DECLARE is the largest cardiovascular outcomes trial with an SGLT2i to study hospitalization for heart failure (hHF) risk reduction in both primary and secondary prevention patients. In DECLARE’s patient population of 17,160 T2D patients aged > 40 years, FARXIGA® met the primary safety endpoint vs. placebo for the composite of CV death, MI, or ischemic stroke (MACE) (HR=0.93; 95% CI, 0.84 to 1.03, P<0.001 for noninferiority). The researchers also saw a 22% RRR for hHF in patients with established CVD (HR=0.78; 95% CI, 0.63 to 0.97; 1.2% ARR).
Potential risks associated with FARXIGA® include intravascular volume contraction that can result in symptomatic hypotension. This should be addressed by assessing and correcting the volume status before initiating FARXIGA® in patients with impaired renal function, elderly patients, or patients on loop diuretics.

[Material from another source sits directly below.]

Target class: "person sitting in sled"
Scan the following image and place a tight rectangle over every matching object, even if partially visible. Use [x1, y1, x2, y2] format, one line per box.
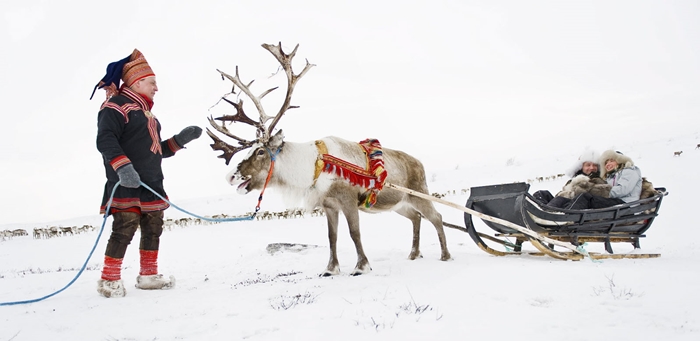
[564, 150, 642, 210]
[533, 150, 610, 208]
[90, 49, 202, 297]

FARXIGA® also comes with an elevated risk for ketoacidosis, which has been reported in patients with type 1 and type 2 diabetes receiving the treatment. Some of these cases have resulted in death. Patients presenting signs and symptoms of metabolic acidosis for ketoacidosis should be assessed regardless of their blood glucose levels. If ketoacidosis is suspected, FARXIGA® should be discontinued and the patient should be treated promptly. Urosepsis, pyelonephritis, hypoglycemia, necrotizing fasciitis of the perineum (Fournier’s gangrene), and genital mycotic infection are among other precautions to consider when prescribing FARXIGA®. There are also potential risks to the fetus associated with FARXIGA®, particularly in the second and third trimesters, and the treatment is not recommended when breastfeeding.
AstraZeneca. Thinking Glycemia and Beyond: The Importance of Managing Heart Failure Risks in Type 2 Diabetes. Presented at: AMCP Nexus 2019; October 29 – Nov 1; National Harbor, MD.